Liquid Drops Defy Gravity, Travel Uphill
A droplet moving up an inclined surface. Shaking moves the drop in such a way that it forces it to defy gravity and move upward.
Credit: Philippe Brunet

Gravity-defying drops of liquid can travel uphill if the surface they are sitting on is shaken up and down vigorously enough, a new study finds.

If you've ever looked out a window on a rainy day, you've probably noticed that small drops of water tend to stay where they fall, while big ones roll down the glass. Small drops stay still because the surface tension holding them up is balanced against the force of gravity pulling them down. But for bigger drops, gravity overwhelms the surface tension force and causes the drop to slide down.

Mathematicians at the University of Bristol have shown that not only can small drops withstand the force of gravity, they can completely defy it. Even on an incline as steep as 85 degrees (almost perpendicular to the ground), small drops can travel uphill if the surface vibrates strongly enough.

"As the shaking plate rises, the drop is compressed, while it bulges upward as the plate falls," explained researcher Jens Eggers. "If the shaking is vigorous enough to overcome the surface tension experienced as the drop is compressed, the drop will tend to lean forward, producing a net force which drives the drop uphill."

Drops must be just the right size, as large drops will tend to break apart under the forces applied to them.
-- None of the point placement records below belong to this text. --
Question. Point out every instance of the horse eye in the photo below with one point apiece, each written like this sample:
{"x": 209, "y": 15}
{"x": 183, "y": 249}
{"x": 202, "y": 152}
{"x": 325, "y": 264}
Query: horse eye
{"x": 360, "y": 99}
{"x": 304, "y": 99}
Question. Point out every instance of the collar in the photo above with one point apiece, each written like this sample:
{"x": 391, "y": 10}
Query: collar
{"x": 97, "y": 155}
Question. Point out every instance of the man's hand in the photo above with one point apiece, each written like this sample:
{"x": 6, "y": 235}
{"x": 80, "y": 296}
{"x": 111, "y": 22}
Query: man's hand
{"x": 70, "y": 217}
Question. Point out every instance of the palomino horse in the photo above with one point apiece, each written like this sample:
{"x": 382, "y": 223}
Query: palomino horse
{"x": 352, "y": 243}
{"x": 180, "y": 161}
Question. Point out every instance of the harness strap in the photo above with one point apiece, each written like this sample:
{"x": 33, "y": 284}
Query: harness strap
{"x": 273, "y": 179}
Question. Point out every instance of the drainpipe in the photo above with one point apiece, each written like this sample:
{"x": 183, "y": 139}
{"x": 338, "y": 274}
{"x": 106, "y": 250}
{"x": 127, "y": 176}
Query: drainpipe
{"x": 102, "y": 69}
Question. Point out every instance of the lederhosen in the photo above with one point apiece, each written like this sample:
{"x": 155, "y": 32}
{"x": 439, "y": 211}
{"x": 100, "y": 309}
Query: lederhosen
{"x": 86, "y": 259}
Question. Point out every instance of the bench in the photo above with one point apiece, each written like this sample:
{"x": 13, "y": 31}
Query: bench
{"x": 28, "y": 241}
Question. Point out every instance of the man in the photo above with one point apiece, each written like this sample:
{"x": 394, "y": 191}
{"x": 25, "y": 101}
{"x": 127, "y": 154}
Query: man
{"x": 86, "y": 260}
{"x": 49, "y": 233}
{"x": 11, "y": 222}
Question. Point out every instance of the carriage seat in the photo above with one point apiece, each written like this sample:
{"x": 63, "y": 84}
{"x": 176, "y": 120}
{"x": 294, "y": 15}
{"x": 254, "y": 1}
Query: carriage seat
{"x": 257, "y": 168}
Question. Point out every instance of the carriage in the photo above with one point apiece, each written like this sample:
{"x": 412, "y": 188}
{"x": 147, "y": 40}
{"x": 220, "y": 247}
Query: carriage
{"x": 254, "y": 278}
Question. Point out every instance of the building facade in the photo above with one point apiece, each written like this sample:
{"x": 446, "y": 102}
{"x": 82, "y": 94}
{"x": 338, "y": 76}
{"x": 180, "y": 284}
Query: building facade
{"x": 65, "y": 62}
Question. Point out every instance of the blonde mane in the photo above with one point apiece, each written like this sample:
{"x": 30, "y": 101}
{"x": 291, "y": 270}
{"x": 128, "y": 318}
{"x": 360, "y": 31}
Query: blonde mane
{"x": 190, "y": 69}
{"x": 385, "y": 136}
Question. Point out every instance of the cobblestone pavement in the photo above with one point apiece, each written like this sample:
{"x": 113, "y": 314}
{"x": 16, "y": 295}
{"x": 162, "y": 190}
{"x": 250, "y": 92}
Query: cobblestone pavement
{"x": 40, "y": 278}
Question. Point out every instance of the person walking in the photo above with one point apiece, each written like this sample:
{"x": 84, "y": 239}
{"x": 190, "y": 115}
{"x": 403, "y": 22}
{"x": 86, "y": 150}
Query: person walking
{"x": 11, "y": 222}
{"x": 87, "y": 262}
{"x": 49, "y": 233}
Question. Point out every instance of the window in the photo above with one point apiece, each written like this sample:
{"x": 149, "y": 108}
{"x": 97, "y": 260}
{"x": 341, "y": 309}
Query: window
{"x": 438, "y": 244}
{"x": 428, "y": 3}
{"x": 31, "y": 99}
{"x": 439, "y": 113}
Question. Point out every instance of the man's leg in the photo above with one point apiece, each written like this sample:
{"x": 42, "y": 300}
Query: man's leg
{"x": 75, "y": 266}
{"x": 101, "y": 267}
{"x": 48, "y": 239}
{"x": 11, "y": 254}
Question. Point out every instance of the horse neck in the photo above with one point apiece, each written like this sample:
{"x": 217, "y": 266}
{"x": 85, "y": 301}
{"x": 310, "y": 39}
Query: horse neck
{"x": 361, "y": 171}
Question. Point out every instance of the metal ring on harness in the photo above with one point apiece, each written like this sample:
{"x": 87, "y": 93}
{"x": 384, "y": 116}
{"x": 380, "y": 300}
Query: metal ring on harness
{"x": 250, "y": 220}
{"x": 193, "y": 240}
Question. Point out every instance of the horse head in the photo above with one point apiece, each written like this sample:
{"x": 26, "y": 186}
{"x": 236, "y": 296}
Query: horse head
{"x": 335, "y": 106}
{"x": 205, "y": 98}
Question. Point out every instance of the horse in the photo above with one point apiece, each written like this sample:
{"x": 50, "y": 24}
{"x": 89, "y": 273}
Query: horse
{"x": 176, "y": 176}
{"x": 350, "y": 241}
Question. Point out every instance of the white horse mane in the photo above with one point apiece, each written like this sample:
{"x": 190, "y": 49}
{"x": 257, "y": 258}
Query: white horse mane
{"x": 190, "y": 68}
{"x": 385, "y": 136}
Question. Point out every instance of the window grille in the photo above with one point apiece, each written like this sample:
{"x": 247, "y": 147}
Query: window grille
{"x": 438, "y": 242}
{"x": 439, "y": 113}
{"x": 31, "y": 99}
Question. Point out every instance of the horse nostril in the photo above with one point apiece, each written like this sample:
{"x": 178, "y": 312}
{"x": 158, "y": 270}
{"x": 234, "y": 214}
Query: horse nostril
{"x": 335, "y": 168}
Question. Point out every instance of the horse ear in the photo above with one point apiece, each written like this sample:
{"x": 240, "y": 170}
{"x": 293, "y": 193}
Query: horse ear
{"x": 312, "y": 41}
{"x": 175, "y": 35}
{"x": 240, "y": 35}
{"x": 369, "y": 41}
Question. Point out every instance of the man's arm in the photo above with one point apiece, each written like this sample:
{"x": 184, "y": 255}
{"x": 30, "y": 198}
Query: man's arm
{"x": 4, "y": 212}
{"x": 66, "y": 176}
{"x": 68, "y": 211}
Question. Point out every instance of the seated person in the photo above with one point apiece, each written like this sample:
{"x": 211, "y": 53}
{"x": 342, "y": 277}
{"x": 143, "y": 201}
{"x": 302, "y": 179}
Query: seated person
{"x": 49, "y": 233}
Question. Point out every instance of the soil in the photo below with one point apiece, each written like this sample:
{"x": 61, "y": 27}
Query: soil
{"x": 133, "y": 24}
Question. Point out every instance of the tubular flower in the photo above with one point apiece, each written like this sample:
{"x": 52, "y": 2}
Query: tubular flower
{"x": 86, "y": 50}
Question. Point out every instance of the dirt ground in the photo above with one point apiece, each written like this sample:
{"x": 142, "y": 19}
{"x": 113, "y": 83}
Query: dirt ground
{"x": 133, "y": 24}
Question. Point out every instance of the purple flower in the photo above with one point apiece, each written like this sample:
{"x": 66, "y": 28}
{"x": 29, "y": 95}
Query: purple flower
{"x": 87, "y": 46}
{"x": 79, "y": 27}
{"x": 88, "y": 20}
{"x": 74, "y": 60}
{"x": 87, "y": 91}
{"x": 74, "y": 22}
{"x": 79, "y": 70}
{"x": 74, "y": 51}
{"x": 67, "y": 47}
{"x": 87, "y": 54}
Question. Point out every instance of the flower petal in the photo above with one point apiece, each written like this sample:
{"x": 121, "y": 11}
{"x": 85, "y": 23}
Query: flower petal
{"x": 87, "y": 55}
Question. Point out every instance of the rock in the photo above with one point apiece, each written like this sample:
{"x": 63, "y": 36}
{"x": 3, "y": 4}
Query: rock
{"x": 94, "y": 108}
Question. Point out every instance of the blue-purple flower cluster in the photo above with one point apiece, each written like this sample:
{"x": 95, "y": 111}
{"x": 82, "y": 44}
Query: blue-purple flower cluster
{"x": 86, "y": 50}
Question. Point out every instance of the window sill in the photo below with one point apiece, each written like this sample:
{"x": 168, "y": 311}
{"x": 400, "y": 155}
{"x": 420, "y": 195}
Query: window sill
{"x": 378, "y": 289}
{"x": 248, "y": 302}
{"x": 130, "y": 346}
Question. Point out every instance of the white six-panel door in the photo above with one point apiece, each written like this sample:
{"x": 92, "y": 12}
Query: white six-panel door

Similarly, the liquid's viscosity is important: Pure water droplets aren't strong enough to hold together and would break apart, and liquids that are too thick will move too slowly. The results will be published online this week in the journal Physical Review Letters.

Scientists have previously used extremely hot surfaces to force water to move up an incline.

Understanding how to move these tiny droplets could help improve certain processes, like arranging pieces of DNA, said Egger's colleague Philippe Brunet.